Ceci étant dit, pour votre érudition industrielle personnelle, et très rapidement, quelques repères.

Depuis 50 ans environ, les usines à fonte en France (hauts-fourneaux) ont disparu peu à peu sans laisser de traces...

Permettez-moi de citer : Chasse, Givors, Hennebont, Le Boucau, Decazeville, Fumel, Rouen, Saulnes, Isbergues, Fontoy, Moyeuvre, Auboué, Pompey, Hussigny, Réhon, Senelles - Longwy, Mont-Saint-Martin, La Chiers - Longwy, Aubrives - Villerupt, Micheville - Villerupt, Jouf, Neuves-Maisons, Thionville, Homécourt, Hagondange, Fourneaux - Hayange, Knutange, Valenciennes, Denain, Louvroil, Caen - Mondeville, Rombas... Et j'en oublie probablement.

Environ 35 usines à fonte, soit de l'ordre de 80 hauts-fourneaux ont été démolies sans laisser de traces sauf des friches industrielles, aménagées ou non... Vers 1800, pour mémoire, il y avait en France environ 500 petits hauts fourneaux !

Que reste-t-il actuellement en France ? Hayange - Patural, Dunkerque, Fos (et les cas particuliers de Pont-à-Mousson et Paris - Outreau. )

Parmi les usines défuntes de la sidérurgie française, Uckange est l'usine présentant plusieurs particularités :

* Fabrication de fontes spéciales, en teneurs en carbone, silicium, manganèse, soufre et phosphore particulières, selon les desiderata de la clientèle, spécialement des fonderies de deuxième fusion.

* L'une des premières usines lorraines à recourir aux minerais hématites d'importation, seule possibilité pour satisfaire la clientèle.

* Outre sa mission principale de production de fontes spéciales de moulage et d'affinage pour les fonderies et aciéries, l'usine a souvent servi de laboratoire d'expérimentation dans la profession, notamment grâce à la proximité de l'IRSID (institut de recherches). Citons la dernière expérimentation à l'échelle industrielle, l'utilisation des torches à plasma.

* Enfin, dernière singularité : le haut-fourneau U4 est le seul fourneau encore debout après l'arrêt et la destruction de tous les autres. C'est ce haut-fourneau qui fait l'objet de toute notre attention, depuis 10 ans et particulièrement ce jour.

 

L'usine d'Uckange, un peu d'histoire :

Des membres érudits ont présenté l'usine dans diverses publications nationales, notamment dans le numéro 27 de l'Archéologie Industrielle en France diffusée par le CILAC, Comité d'Information et de Liaison pour l'Archéologie, l'étude et la mise en valeur du Patrimoine Industriel. Je veux citer les professeurs Philippe Mioche et Denis Woronoff, ici présents.
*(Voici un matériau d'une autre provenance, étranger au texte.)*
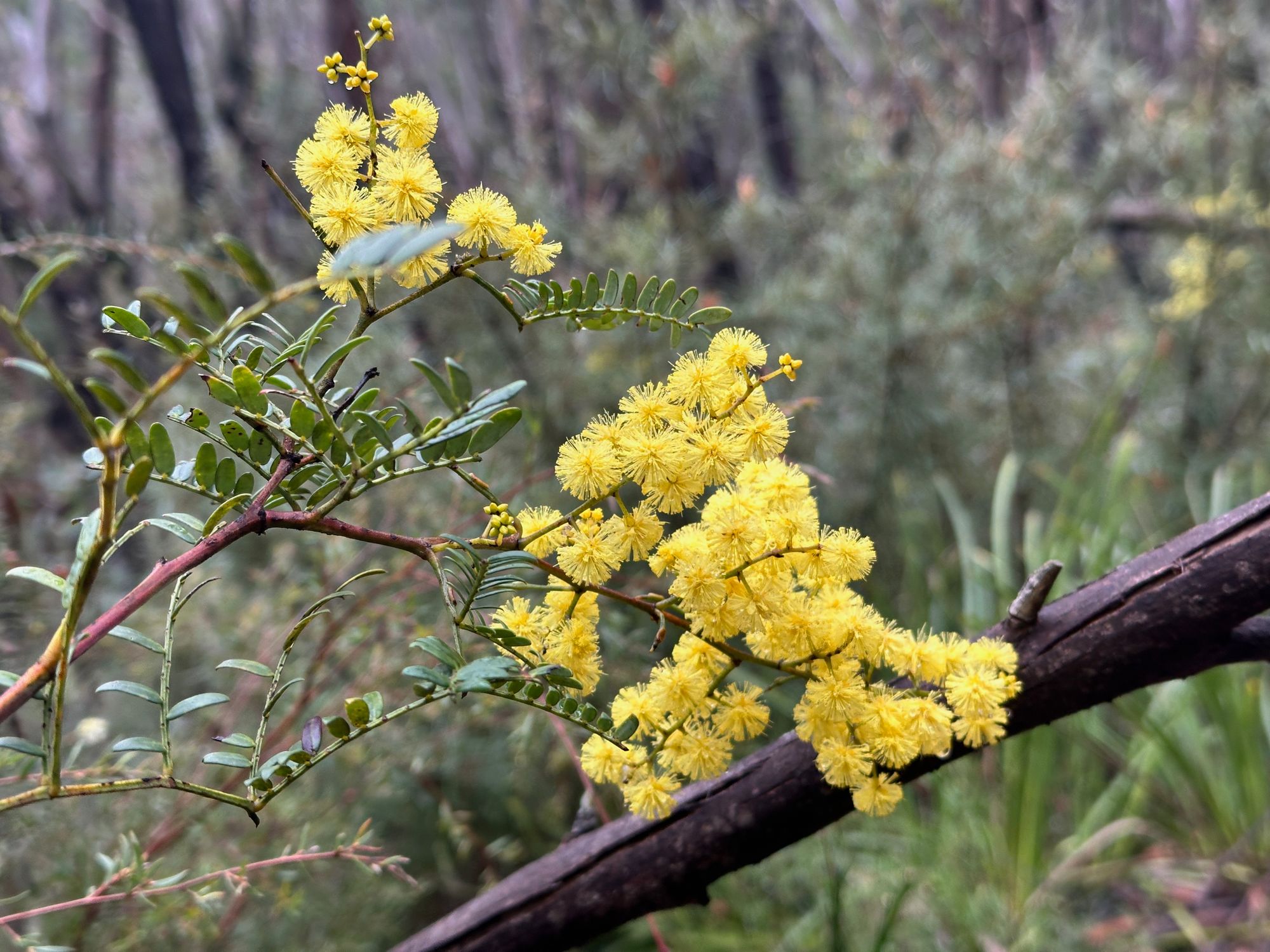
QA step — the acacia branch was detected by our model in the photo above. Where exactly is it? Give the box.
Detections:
[0,456,446,724]
[395,495,1270,952]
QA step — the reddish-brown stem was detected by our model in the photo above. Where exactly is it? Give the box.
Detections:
[0,456,300,724]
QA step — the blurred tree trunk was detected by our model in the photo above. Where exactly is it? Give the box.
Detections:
[121,0,211,204]
[486,0,542,169]
[1167,0,1199,63]
[749,8,798,195]
[89,11,119,232]
[1015,0,1054,81]
[979,0,1006,122]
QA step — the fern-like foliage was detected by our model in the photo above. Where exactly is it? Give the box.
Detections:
[505,269,732,347]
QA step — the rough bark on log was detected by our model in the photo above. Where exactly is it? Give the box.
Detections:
[395,495,1270,952]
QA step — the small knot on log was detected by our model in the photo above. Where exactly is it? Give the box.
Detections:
[1010,559,1063,627]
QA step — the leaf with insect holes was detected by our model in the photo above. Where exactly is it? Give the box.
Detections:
[216,658,273,678]
[5,565,66,593]
[203,750,251,770]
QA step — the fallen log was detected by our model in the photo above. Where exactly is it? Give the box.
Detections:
[395,495,1270,952]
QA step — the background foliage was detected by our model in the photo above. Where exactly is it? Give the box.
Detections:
[0,0,1270,949]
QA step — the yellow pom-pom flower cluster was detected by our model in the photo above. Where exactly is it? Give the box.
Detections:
[1156,184,1270,321]
[293,17,563,303]
[499,329,1019,817]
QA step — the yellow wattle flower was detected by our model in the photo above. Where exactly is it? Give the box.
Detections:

Aussi, serai-je bref dans mon intervention ; quelques étapes :
* 1890, les frères Stumm, industriels sarrois, propriétaires de l'usine de Neunkirchen et de la mine de fer de Sainte-Marie-Aux-Chênes, font construire le premier haut fourneau à UCKINGEN, en Moselle annexée.
* En 1904, Uckingen compte 6 hauts-fourneaux.
* En 1919, l'usine est placée sous séquestre puis devient propriété des Forges et Aciéries de Nord et Lorraine (F.A.N.L.).
* En 1928-1935, transformation de l'usine, modernisation, réduction à 4 hauts-fourneaux.
* En 1920-1960, exportation de la fonte principalement vers la Sarre.
* En 1940-1945, période particulière en Moselle annexée.
* En 1962, arrêt de la centrale électrique et évacuation du gaz vers la nouvelle centrale commune de la sidérurgie à Richemont.
* En 1965, " plan professionnel " de la sidérurgie et première restructuration. L'usine de Saulnes - Raty - est réunie à celle de Uckange pour créer une nouvelle société des hauts fourneaux réunis de Saulnes et Uckange (HFRSU).
Toute la production à partir de minerai est concentrée à Uckange qui reprend la fabrication de fontes de moulage de Saulnes. Abandon progressif de la minette lorraine (phosphoreuse, à teneur de 30% en fer environ) au profit des minerais d'importation (hématites, à 60% de fer environ).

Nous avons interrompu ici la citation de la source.